According to a statement signed by police spokesperson Moses Carter, a team comprising of officers from the Liberia National Police, Armed Forces of Liberia, Liberia Immigration Service, Liberia Drug Enforcement Agency, National Security Agency, and Emergency Protection Service were on routine patrol when members observed that the funeral home was conducting a service with over 50 persons in attendance.
“Such gathering violates the government’s 20-person mandate for those converging in public places, including funeral homes,” Carter said. “The funeral home will remain closed to the public until a fine of US$200 is paid in government’s revenue.”
Carter emphasized that authorities are working to fully implement COVID-19 health restrictions announced by the Health Ministry in June to control a rising third wave of the pandemic.
He urged all school administrators, religious leaders, motorists, passengers, and pedestrians to take the health measures, warning that “the Joint Security will remain robust in ensuring compliance of the health protocols.”
On Friday, The Bush Chicken called Carter to inquire whether the funeral home, which was still closed, had paid the fine yet. He responded, “If the funeral home is open, then the proprietor has paid the fine.”
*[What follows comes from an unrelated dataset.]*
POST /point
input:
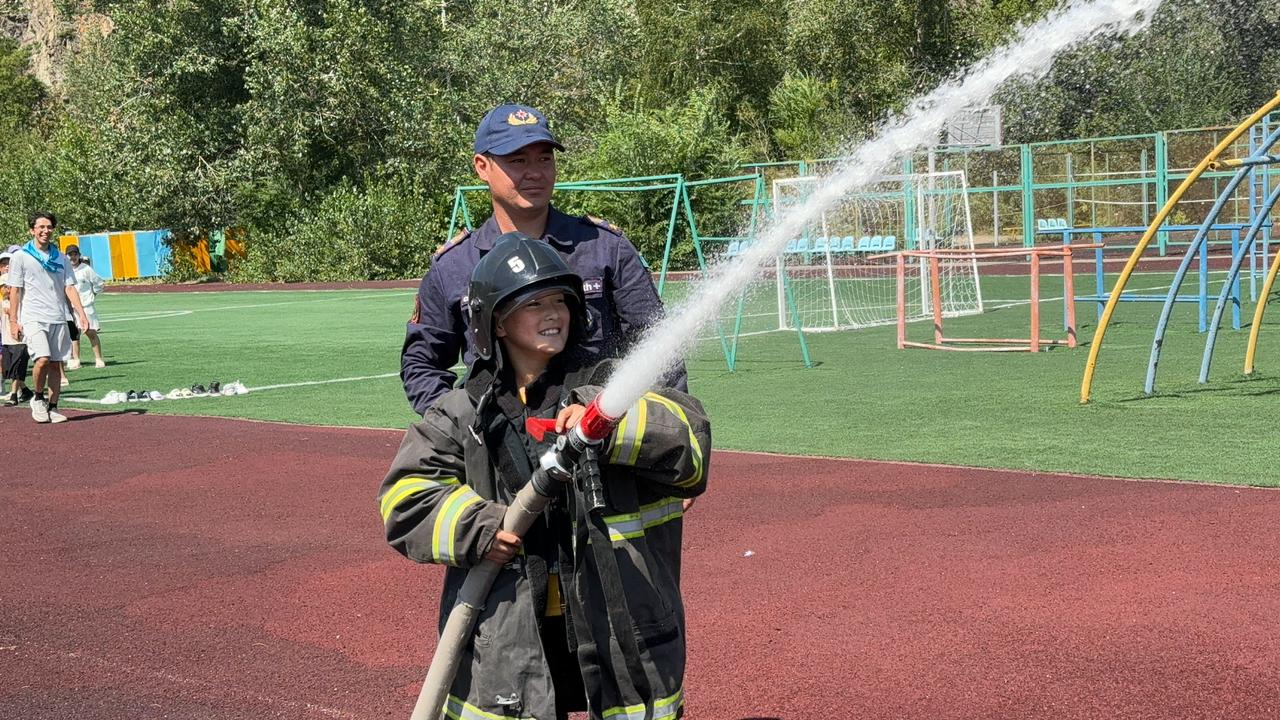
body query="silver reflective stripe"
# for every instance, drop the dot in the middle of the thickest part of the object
(458, 709)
The government has been making a stronger effort to enforce this round of health protocols than during earlier waves of the pandemic. New cases within the past week were more than six times higher than at any other peak since the pandemic in Liberia. There are now 2,320 active cases, with 134 deaths. However, compliance remains an issue, especially in markets and across transportation services.
Protocols announced by the health minister dictate that taxis should only carry three persons in the back and one in the front, while tricycle drivers should carry a maximum of two passengers in the back. However, some drivers were seen violating the mandate, with tricycle drivers were carrying three to four passengers with none wearing masks. Sometimes, these violations were observed near the presence of police officers, who did not intervene.
Despite the restrictions on gatherings of more than 20 persons, learning institutions still allow their students to attend lectures in much larger numbers. The Ministry of Education has directed schools to cancel social programs and institute mask-wearing and regular handwashing.